Sebastian Vettel has warned his F1 rivals that he is neither feeling the heat or struggling to harness the potential of Red Bull's RB8 as the championship rumbles on towards another Asia double-header in China and Bahrain.

A year ago, the German was sitting pretty on top of the championship standings, having won in both Australian and Malaysia, but the story so far in 2012 could not be more different, as he lies sixth overall, some 17 points off surprise leader Fernando Alonso, yet to win a race and only scoring in the season-opener.

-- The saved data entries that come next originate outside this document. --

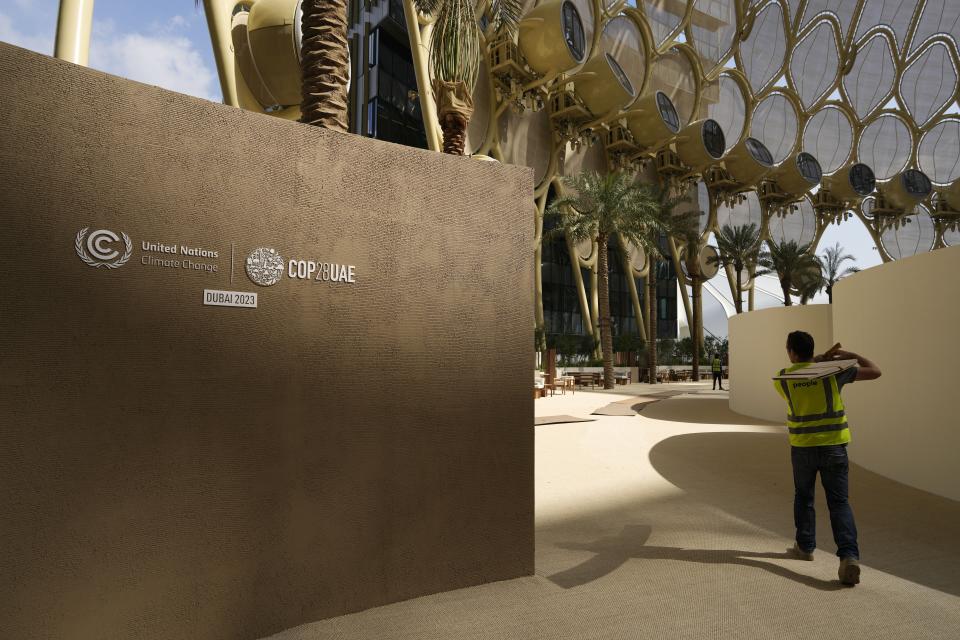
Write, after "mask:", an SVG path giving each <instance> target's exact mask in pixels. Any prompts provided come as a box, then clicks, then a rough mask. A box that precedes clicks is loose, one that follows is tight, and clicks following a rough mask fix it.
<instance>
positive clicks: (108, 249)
mask: <svg viewBox="0 0 960 640" xmlns="http://www.w3.org/2000/svg"><path fill="white" fill-rule="evenodd" d="M89 230H90V227H84V228H83V229H81V230H80V231H79V233H77V239H76V242H74V246H75V247H76V249H77V255H78V256H80V259H81V260H83V261H84V262H86V263H87V264H88V265H90V266H91V267H97V268H99V267H106V268H107V269H116V268H117V267H122V266H123V265H125V264H126V263H127V260H129V259H130V254H132V253H133V243H132V242H131V241H130V236H128V235H127V234H126V233H123V232H122V231H121V232H120V235H121V236H123V247H124V251H123V254H122V255H121V253H120V252H119V251H117V250H116V249H113V248H111V246H110V243H117V242H120V236H118V235H117V234H115V233H114V232H113V231H110V230H108V229H98V230H97V231H94V232H92V233H90V234H88V233H87V232H88V231H89Z"/></svg>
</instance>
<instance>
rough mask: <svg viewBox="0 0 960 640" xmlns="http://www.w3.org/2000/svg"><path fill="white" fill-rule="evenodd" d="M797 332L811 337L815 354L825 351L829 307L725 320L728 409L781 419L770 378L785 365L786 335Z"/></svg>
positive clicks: (830, 326) (786, 342) (784, 418)
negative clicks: (729, 351) (815, 346)
mask: <svg viewBox="0 0 960 640" xmlns="http://www.w3.org/2000/svg"><path fill="white" fill-rule="evenodd" d="M797 330H800V331H806V332H807V333H809V334H810V335H812V336H813V340H814V342H815V343H816V345H817V349H818V350H820V351H822V350H824V349H827V348H829V347H830V345H832V344H833V341H832V338H833V329H832V325H831V317H830V305H825V304H809V305H794V306H791V307H773V308H770V309H760V310H758V311H751V312H749V313H741V314H739V315H736V316H734V317H732V318H730V325H729V330H728V331H729V339H730V408H731V409H733V410H734V411H736V412H737V413H742V414H743V415H747V416H753V417H755V418H762V419H764V420H772V421H774V422H784V421H785V420H786V417H787V410H786V404H785V403H784V401H783V399H782V398H781V397H780V396H779V395H778V394H777V392H776V390H775V389H774V388H773V383H772V381H771V377H772V376H774V375H776V373H777V372H778V371H780V369H783V368H784V367H788V366H790V360H789V358H787V350H786V344H787V334H788V333H790V332H791V331H797ZM784 428H786V427H784Z"/></svg>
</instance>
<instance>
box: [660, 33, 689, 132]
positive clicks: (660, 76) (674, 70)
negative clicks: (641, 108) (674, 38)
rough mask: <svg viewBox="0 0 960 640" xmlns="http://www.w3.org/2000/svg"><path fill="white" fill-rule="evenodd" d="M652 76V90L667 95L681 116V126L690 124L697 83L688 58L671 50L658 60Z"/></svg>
mask: <svg viewBox="0 0 960 640" xmlns="http://www.w3.org/2000/svg"><path fill="white" fill-rule="evenodd" d="M650 75H651V77H650V89H651V90H652V91H662V92H663V93H665V94H666V96H667V97H668V98H670V100H671V101H672V102H673V106H674V107H675V108H676V110H677V114H678V115H679V116H680V126H681V127H682V126H684V125H686V124H688V123H689V122H690V121H691V120H692V119H693V105H694V102H695V99H696V92H697V83H696V80H695V79H694V77H693V66H692V65H691V64H690V60H689V59H688V58H687V56H685V55H684V54H683V53H681V52H680V50H679V49H671V50H670V51H668V52H667V53H665V54H663V55H662V56H660V57H659V58H657V60H656V62H654V63H653V69H652V70H651V72H650Z"/></svg>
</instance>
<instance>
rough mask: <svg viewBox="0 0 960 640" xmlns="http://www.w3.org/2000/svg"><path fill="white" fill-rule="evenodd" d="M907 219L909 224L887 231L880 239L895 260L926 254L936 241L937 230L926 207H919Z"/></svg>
mask: <svg viewBox="0 0 960 640" xmlns="http://www.w3.org/2000/svg"><path fill="white" fill-rule="evenodd" d="M907 219H908V220H909V222H907V224H905V225H903V226H901V227H900V228H899V229H893V228H890V229H887V230H886V231H884V232H883V235H882V236H881V237H880V241H881V242H882V243H883V248H884V249H886V251H887V253H888V254H890V257H891V258H893V259H894V260H900V259H901V258H909V257H910V256H915V255H918V254H921V253H926V252H927V251H930V249H932V248H933V241H934V240H935V239H936V228H935V227H934V225H933V220H932V219H931V218H930V213H929V212H928V211H927V209H926V207H924V206H923V205H918V206H917V209H916V211H915V212H914V213H913V214H911V215H909V216H908V217H907Z"/></svg>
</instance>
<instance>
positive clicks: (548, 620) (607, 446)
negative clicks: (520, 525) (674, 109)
mask: <svg viewBox="0 0 960 640" xmlns="http://www.w3.org/2000/svg"><path fill="white" fill-rule="evenodd" d="M665 390H681V391H684V392H685V393H684V394H683V395H677V396H674V397H672V398H669V399H665V400H661V401H658V402H654V403H652V404H646V405H644V406H643V408H642V409H641V411H640V413H639V415H636V416H633V417H626V416H624V417H620V416H597V415H593V416H591V415H590V413H591V412H592V411H593V410H594V409H596V408H598V407H602V406H606V405H608V404H609V403H611V402H616V401H620V400H623V401H628V402H627V404H630V403H629V400H630V398H632V397H634V396H646V397H649V395H650V393H653V392H657V391H665ZM535 407H536V415H537V416H551V415H569V416H577V417H587V416H589V417H591V418H594V419H595V421H593V422H579V423H567V424H547V425H542V426H537V427H531V428H535V429H536V434H537V448H536V456H537V457H536V484H537V507H536V509H537V513H536V517H537V551H536V575H534V576H531V577H528V578H522V579H519V580H510V581H505V582H497V583H493V584H487V585H482V586H479V587H473V588H470V589H461V590H458V591H451V592H446V593H440V594H436V595H431V596H426V597H422V598H417V599H414V600H409V601H406V602H401V603H396V604H392V605H388V606H384V607H378V608H375V609H370V610H367V611H364V612H361V613H357V614H352V615H348V616H342V617H339V618H333V619H330V620H323V621H318V622H315V623H311V624H307V625H303V626H301V627H297V628H295V629H290V630H288V631H285V632H283V633H280V634H277V635H275V636H272V637H271V639H272V640H319V639H328V638H338V639H340V638H342V639H357V640H359V639H364V640H368V639H372V638H383V639H398V640H399V639H406V638H430V639H434V638H436V639H441V638H442V639H445V640H446V639H458V640H459V639H471V638H476V639H481V638H482V639H491V638H504V639H506V638H510V639H514V638H515V639H518V640H519V639H524V640H526V639H540V638H542V639H549V640H558V639H566V638H570V639H578V640H579V639H584V638H624V639H627V638H629V639H634V638H671V639H672V638H691V639H701V638H702V639H710V640H717V639H721V640H726V639H732V638H751V639H753V638H756V639H758V640H759V639H762V640H770V639H774V638H775V639H776V640H784V639H791V638H796V639H797V640H801V639H802V640H810V639H811V638H903V639H911V640H912V639H921V638H923V639H926V638H931V639H944V640H947V639H949V640H955V639H956V638H958V637H960V503H957V502H954V501H950V500H946V499H943V498H938V497H936V496H933V495H931V494H927V493H924V492H921V491H917V490H915V489H911V488H909V487H906V486H903V485H900V484H897V483H895V482H892V481H890V480H888V479H886V478H883V477H881V476H878V475H876V474H873V473H870V472H869V471H866V470H864V469H861V468H859V467H855V468H853V469H852V470H851V483H852V488H851V502H852V504H853V507H854V511H855V513H856V517H857V524H858V526H859V528H860V537H861V552H862V555H863V561H862V566H863V575H862V580H863V582H862V583H861V584H860V585H859V586H857V587H855V588H847V587H842V586H841V585H840V584H839V582H838V580H837V574H836V569H837V567H836V565H837V559H836V557H835V556H834V555H833V553H834V551H835V549H836V547H835V546H834V545H833V541H832V539H831V536H830V528H829V522H828V519H827V518H826V507H825V505H824V503H823V499H822V495H820V496H818V499H819V502H818V516H820V522H819V524H818V527H819V528H818V542H819V545H820V548H819V549H818V551H817V552H816V554H815V560H814V561H813V562H803V561H799V560H794V559H792V558H790V557H789V556H788V554H787V553H786V552H785V551H786V549H787V547H788V546H790V545H791V544H792V534H793V529H792V480H791V475H790V461H789V450H788V445H787V440H786V435H785V433H784V429H783V427H782V426H779V425H773V424H769V423H763V422H761V421H757V420H755V419H753V418H746V417H744V416H740V415H737V414H734V413H732V412H730V410H729V409H728V408H727V394H726V393H720V392H711V391H710V389H709V383H700V384H697V383H680V384H666V385H656V388H655V389H654V388H651V387H650V386H648V385H640V384H634V385H629V386H627V387H618V388H617V389H616V390H614V391H608V392H582V391H578V392H577V393H576V394H575V395H569V394H568V395H565V396H554V397H550V398H543V399H539V400H537V401H536V404H535ZM854 438H856V434H854Z"/></svg>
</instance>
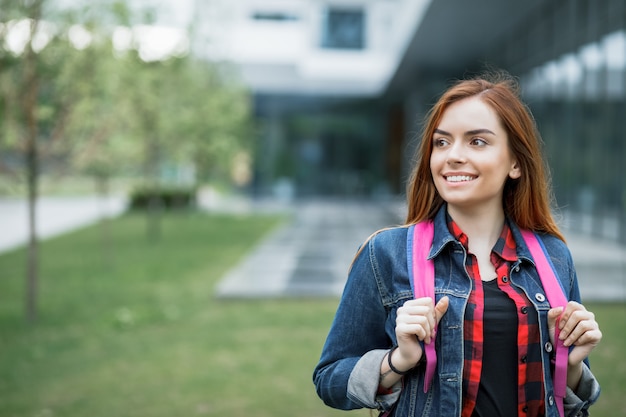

More points would surely have come Vettel's way at Sepang had it not been for the much-reported clash with backmarker Narain Karthikeyan that led to an outburst that prompted observers to suggest he was feeling the pressure of no longer being the sport's number one protagonist. With the spat firmly in his rear view mirror, however, Vettel is determined to prove the critics wrong, and believes that he can return to winning ways as soon as round three in Shanghai.

Speaking to AFP while in Paris to collect yet another accolade for his 2011 title-winning performance, the young German insisted that, with RBR working hard to close the gap on pacesetter McLaren, he could be ready to challenge at the same circuit where he landed the team's first-ever F1 success back in 2009.

"I'm confident for the next two races," Vettel insisted, "We had a good race in Australia while, in Malaysia, it was a bit chaotic. It's a shame I didn't get a point there, [but] there are a lot of races to come and should be in good shape."

With Red Bull heading into the 2012 season supposedly as the team to beat once again, McLaren's performance in claiming both poles and victory in Australia came as something of a turn-up. As RBR continues to sort its RB8, meanwhile, its rivals will look to make hay, although Vettel warns them not to expect an easy ride at either of the next two rounds.

"I've had a couple of hours in our simulator in order to prepare for China and Bahrain - now we have to prove it on the circuits themselves," he noted.